February 2019.
Following on from the last post, this is what I came up with!!
Provisionally entitled the CK Flyer, this may or may not see production, but none of that matters right now, because for me, just owning this beast is reason enough to be happy right now. But first a disclaimer, if you don’t like this bike then terribly sorry old bean but its not my fault, it just means the bike has done its first job which is to weedle out Modern Man. Au revoir. Out of the first 5 people I showed this to in the flesh, two of them vomited, another was just plain bemused, and the other two were very excited indeed.
So for the rest of us, here we are then. But first, a little history behind this thing. Enter Benji from Fat Tyre Flyer UK and Europe. Benji is both hilarious and a dude, I met him at Malverns Classic last year where we were competing for the ‘shittest trade stand award’ (I won), but in short, Benji is a massive advocate of Charlie Kelly here in the UK, so much so that he started a company to take care of his business. He sells a cool line of t-shirts etc and organises Charlie’s UK tours. He works bloody hard at this for very little, maybe even no return, and because of that I admire him greatly, we have a lot in common. Anyway, one of Benji’s great injustices in the world is that CK, despite a life spent as an MTB legend, had never had his own signature frameset. He really wants to take care of CKs legacy here in the UK and to keep his name alive, just because. So he asked me if i’d be interested in the project! Well heal yeah! And that’s basically why the CK Flyer exists.

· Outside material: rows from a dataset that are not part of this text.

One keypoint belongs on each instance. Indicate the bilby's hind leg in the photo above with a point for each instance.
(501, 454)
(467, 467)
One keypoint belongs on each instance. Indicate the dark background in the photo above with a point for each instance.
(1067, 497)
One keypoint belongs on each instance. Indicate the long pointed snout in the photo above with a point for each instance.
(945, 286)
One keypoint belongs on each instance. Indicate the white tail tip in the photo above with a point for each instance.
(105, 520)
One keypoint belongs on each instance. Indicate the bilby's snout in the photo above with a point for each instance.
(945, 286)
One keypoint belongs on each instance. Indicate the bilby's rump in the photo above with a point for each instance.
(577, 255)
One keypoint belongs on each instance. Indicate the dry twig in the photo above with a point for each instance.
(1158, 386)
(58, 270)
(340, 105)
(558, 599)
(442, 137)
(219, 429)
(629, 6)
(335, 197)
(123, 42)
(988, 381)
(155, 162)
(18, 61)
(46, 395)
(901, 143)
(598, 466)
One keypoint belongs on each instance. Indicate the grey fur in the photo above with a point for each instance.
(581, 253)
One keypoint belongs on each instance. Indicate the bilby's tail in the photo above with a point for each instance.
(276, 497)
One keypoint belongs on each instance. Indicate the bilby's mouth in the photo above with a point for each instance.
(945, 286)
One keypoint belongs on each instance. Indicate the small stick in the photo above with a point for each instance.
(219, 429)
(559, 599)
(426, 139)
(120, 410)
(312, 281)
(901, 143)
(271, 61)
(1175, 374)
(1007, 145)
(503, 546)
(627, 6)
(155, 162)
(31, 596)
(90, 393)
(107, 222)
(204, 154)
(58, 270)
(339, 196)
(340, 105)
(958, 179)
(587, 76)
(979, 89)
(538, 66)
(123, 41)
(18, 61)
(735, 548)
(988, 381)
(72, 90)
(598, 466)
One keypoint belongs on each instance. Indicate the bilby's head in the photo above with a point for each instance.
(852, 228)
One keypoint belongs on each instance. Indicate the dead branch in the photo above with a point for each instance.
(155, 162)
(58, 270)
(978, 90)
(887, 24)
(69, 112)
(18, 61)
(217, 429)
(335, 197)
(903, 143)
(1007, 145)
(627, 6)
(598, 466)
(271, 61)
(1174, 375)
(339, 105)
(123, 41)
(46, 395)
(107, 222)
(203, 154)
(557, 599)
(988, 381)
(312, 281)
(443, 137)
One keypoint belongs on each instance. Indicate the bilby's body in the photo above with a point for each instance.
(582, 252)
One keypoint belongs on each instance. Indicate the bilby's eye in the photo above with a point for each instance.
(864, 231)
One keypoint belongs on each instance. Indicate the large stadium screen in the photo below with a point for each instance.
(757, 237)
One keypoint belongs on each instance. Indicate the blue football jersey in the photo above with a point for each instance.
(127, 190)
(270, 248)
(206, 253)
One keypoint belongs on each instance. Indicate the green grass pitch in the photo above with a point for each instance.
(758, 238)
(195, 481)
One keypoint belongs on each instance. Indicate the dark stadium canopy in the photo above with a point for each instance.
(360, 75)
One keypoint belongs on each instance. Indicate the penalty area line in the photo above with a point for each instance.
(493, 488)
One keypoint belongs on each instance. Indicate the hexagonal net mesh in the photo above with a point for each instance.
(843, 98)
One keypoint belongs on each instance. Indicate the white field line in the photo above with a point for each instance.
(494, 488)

Time to design a bike then! Damn, i’d just designed the Dirtbomb which would’ve been perfect for this project. Oh well. Moving on. And lets face it, that would have been too obvious anyway. But for me, the photos that really resonated were the pics of the Breezers, they were like a transmission from some whakko parallel universe where Raleigh Bombers and olde English Track bikes were some kind of sick joke. I remember first seeing one of these in issue one of BMX Action mag, and at the time mountain bikes quite simply didn’t exist in the UK. It was the first realisation that all was not lost and there would be life after BMX. I love the fact that the most radical Mountain bike ever made also happened to be the first one, after the first ten Breezers everything got very boring very quickly, to my eyes at least. We of course were having too much fun to care, chasing progress for the next 30+ years.
So the CK Flyer isn’t a copy of the original Breezer, but it borrows both its spirit and its top tube, heading down from the saddle to the headtube. This has freaked a lot of people out who haven’t seen the original bike, and I appreciate that back then it was a design necessity due to there being no long seatposts available. Designing this bike also made me realise how small the original must have been, because designing in that top tube was a pain in the arse on a modern 27+ platform. This really is a collision of form and function – the headtube had to be shorter than I might normally have wanted, and the seat tube is certainly longer than I would have wanted, but needs must. this bike had to look like this, and as luck would have it, at 5’11 it fits me perfectly. Any shorter and you’d be buggered though.
The front end has a 67 degree head angle and a 65mm offset truss fork. The steering is quick yet planted. The seat tube angle is 71 degrees, that’s slack by modern standards, but the pedalling position is actually really rather nice. I’ve yet to get out and do some proper miles on this, but so far it feels really capable. I can’t wait for that sun to start shining again so I can head out to the hills and live the dream for a little while. I’m obsessed with making rigid mountain bikes better, and this one certainly isn’t a part of ‘project progress’, that’s the job of my production bikes, but what this is, is a throwback to simpler times but with modern luxuries like plus tyres and disc brakes.
So this is a prototype, a rolling concept bike if you like, but it would be great to see it make it to a small production run of 10 frames. I’d like it to be available via the Fat Tyre Flyer website and need to speak to Benji about that, because this was about paying tribute to the earliest days of MTB in that post klunker dawning, and more specifically, to the guy that pestered Joe Breeze enough that he eventually relented and built those first 10 game changing frames. In the meantime, if you’d be interested in one of these then let me know. A large percentage of the profit from any frames produced would go directly to Charlie. But anyway, there we are, the CK Flyer.